Rant: Linux Wars

So, I got into Linux almost 15 years ago now. Back in the day, Linux was about having a cheap and convenient UNIX-like system for those who couldn’t afford expensive Sun hardware at home or who wanted to get more involved with understanding and hacking on the internals. Linux benefited enormously from the fallout of the “UNIX Wars”, which had seen different UNIX vendors attacking one another, huge amounts of fragmentation etc., before a re-unification effort centered around common standards, like POSIX (and later, SUS). Yes, these standards are not perfect, but they send a strong message of intent.

Because we had common standards for low-level pieces, for interoperability, etc. we could at least make an effort to have portable software between very different systems. The reality wasn’t always rosy, but the intent was there. Everything from networked filesystems (NFS) to graphical desktop (X) was centered around understanding that there were “others” out there you needed to play nicely with. You could go implement some shiny new feature in a silo, or make your version do things in a radically new way, but the implosion of the UNIX market had demonstrated the futility of doing that in a vacuum without putting some effort into common solutions that others were going to get behind. Or at least not intentionally doing things differently in a way that couldn’t be easily integrated with other systems later on.

And then Linux grew up and became all sexy. Those involved started changing, not necessarily in bad ways, but just different. Suddenly not everyone enjoyed using terminals, typing commands, or having various daemons and services around. They wanted something for “mainstream” users that had all the fluff and shine of other Operating Systems. And so various projects spawned up over the last decade, seemingly out of a necessity, following the “Bazaar is always best” philosophy (which typically also comes with a hefty dose of libertarian-like laissez-faire thinking). New protocols, new interfaces, whole new approaches just kind of happened on us without any real co-ordinated thinking at a much higher level. So now we have many difference folks pulling in different directions. And each year one “Linux” becomes more different than the next “Linux”. Some want compatibility and standards based development (even if it’s lousy at times). Others want “OMG, not some lame standard, pah! we’re the best! just do it!” and for Linux to do its own thing entirely. Neither approach is entirely correct, nor entirely wrong. But we’re not learning from UNIX either.

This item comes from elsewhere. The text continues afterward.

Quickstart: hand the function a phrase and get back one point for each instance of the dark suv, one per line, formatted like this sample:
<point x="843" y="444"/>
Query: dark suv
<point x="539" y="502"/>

Anyway. Now would be a very great time for us to take a deep breath and ask ourselves if we want to have the next ten years be like the last. Do we want to continue along a path that is going to increasingly see two, three, or more “solutions” to common Linux issues, with vendors getting behind one or another, and folks criticizing projects for NIH mentality? Or do we want to have a moment of Zen where we realize we’d be better off playing nicely together on a more comprehensive approach to world domination? I personally would like to see industry standards bodies like the Linux Foundation drive a few years of stabilization and standardization wherein we get behind common Linux ways to do things so we don’t turn into the next incarnation of UNIX.

I speak only for myself, etc.


2 Responses to “Rant: Linux Wars”

  1. James Antill says:

    I think at least some of this is explained by the necessity of doing things one way N years ago, and the lack of the same today. For instance when I first started to use Linux I _needed_ my code to run on Solaris (most of the servers were Sun boxes), and there were a significant number of *BSD servers too.
    But for a long time now the only real question has been “What kind of Linux box is it?” — and even more recently, with VPSs, even that’s not a question as it’s always the arch. (of i686 or x86_64) you want running the OS you want.

    So, to put it another way, there was a huge incentive to “be compatible” and now there is almost no incentive to do so.

  2. Brotherred says:

    Great thought provoking post Jon,

    I have been a GNU Linux user for some time but still tend to play in the higher level areas. Currently I run Mandriva and maybe soon Magia.

    You speak of Fragmentation and the two major issues I have seen in that arena are Beryl vs. Compiz and now Xorg vs. Wayland. Clearly there are other possibly more well known or of bigger issue topics out there but those are the ones that I think of.

    Sure Android has its own self made fragmentation issues but for me that is a different topic. Also we may have GNU Linux fragmentation between the Android(s) vs. Meego vs. Ubuntu Unity vs. Chrome OS vs. Whatever Embedded Linux. Here I will stake my live free or die hopes on Meego.

    More to what seems to be your point is that the LSB has been said to be a failure but I do not know all of the reasons why. With or with out it I think it has been a good few years for Desktop Linux in general. If only for some name recondition and more common support from hardware manufactures. More good stuff along those lines is that there are a growing number of Linux only hardware vendors. Which because as it is separate from elusive branding and is open source can be great for all OSes. Though Microsoft would never admit such a thing.

    Anyway all of that is to restate my Xorg vs. Wayland questions. Wayland looks great for the desktop given time to mature. If given that same time to mature it might be equally great as Xorg is now for the everything that is not a desktop or other graphics heavy environment. Who knows.

    So those are my thoughts as scattered as they are thanx for the post.